For logistical reasons, not all of the gas can be captured and transported. Common industry practice is to burn the extra gas. Called “flaring” in industry parlance, the practice is very bad for the environment.
Even worse is the release of methane: As Scientific American put it, “while CO2 persists in the atmosphere for centuries, or even millennia, methane warms the planet on steroids for a decade or two before decaying to CO2.”
Crusoe is able to use the excess gas in a process it calls digital flare mitigation. The startup has built dozens of mobile data centers that are placed onto oilfield sites where flaring takes place.
When selecting new sites, Crusoe makes sure it’s not creating new demand for gas.
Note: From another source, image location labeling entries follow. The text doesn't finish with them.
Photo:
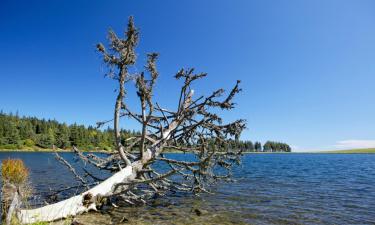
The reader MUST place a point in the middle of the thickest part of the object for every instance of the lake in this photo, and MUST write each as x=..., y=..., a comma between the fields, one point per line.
x=269, y=189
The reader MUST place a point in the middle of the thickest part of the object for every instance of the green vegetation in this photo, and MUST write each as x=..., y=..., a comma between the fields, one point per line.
x=269, y=146
x=352, y=151
x=30, y=133
x=14, y=171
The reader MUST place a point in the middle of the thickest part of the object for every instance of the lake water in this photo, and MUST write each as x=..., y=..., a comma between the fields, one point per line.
x=269, y=189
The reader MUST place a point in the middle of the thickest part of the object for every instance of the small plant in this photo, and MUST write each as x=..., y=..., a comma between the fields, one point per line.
x=14, y=171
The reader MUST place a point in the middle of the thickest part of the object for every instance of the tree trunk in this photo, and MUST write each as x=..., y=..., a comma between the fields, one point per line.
x=76, y=204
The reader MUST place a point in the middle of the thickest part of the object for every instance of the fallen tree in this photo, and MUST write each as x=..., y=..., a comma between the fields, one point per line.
x=194, y=128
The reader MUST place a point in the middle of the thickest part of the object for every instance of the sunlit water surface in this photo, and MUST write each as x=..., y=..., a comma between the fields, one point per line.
x=269, y=189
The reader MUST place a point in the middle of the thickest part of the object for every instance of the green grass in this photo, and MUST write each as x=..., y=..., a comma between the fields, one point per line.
x=352, y=151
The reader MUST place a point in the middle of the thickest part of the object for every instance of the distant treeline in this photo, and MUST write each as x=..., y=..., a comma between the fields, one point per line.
x=269, y=146
x=32, y=133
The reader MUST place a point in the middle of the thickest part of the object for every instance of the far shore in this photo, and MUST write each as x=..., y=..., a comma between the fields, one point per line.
x=348, y=151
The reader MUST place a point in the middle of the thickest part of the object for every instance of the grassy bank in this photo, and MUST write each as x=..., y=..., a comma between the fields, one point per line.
x=352, y=151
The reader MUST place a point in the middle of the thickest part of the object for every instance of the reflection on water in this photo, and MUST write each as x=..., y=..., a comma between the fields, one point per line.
x=270, y=189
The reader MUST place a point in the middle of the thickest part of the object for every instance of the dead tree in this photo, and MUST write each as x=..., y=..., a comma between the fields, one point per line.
x=194, y=127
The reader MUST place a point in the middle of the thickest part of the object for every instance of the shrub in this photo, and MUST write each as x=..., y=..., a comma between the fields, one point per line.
x=14, y=171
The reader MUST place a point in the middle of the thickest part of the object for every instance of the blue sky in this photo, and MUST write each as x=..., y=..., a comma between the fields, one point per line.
x=307, y=67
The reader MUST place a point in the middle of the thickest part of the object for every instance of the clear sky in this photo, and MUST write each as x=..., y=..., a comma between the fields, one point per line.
x=307, y=67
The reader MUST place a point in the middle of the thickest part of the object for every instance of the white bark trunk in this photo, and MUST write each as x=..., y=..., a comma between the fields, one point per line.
x=74, y=205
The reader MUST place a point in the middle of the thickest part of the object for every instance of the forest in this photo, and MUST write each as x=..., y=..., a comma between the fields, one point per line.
x=31, y=133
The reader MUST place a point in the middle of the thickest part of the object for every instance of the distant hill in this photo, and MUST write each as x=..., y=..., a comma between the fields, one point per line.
x=362, y=150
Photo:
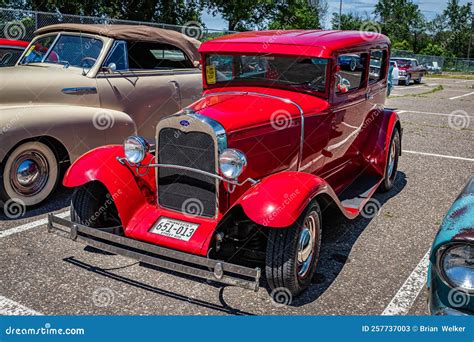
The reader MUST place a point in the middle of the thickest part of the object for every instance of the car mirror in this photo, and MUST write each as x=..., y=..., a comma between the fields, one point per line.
x=110, y=68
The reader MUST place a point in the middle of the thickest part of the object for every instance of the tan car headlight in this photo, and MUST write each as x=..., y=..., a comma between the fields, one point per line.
x=232, y=163
x=135, y=148
x=457, y=265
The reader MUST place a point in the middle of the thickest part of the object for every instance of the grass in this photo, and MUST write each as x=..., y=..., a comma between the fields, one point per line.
x=455, y=76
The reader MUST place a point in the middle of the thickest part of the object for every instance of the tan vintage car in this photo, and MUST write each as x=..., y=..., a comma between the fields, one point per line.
x=77, y=87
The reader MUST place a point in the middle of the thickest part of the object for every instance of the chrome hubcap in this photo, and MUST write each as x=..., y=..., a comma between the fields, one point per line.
x=306, y=243
x=391, y=159
x=29, y=173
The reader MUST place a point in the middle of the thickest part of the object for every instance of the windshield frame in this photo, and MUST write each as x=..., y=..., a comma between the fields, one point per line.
x=53, y=44
x=234, y=83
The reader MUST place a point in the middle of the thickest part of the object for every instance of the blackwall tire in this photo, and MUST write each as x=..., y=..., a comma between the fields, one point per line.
x=93, y=206
x=287, y=264
x=29, y=174
x=391, y=166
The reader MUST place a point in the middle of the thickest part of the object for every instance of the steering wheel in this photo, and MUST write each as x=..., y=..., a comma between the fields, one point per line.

Typically, the startup takes on projects where gas is a byproduct of an existing oil well operation.
[Bitcoin] has two key attributes that can help transition the world to cleaner energy:
Distributed operation: Bitcoin mining is highly distributed. [...]
Interruptible workload: Mining operations can turn on and off at a moment's notice, which helps to stabilize energy grids. [...]
“Few industrial use cases can use lots of energy like Bitcoin and shut down in 5 minutes. You can’t do that for an aluminum smelting plant.”
Deployed properly, Bitcoin mining operations could also conceivably subsidize the build-out of renewable energy sources.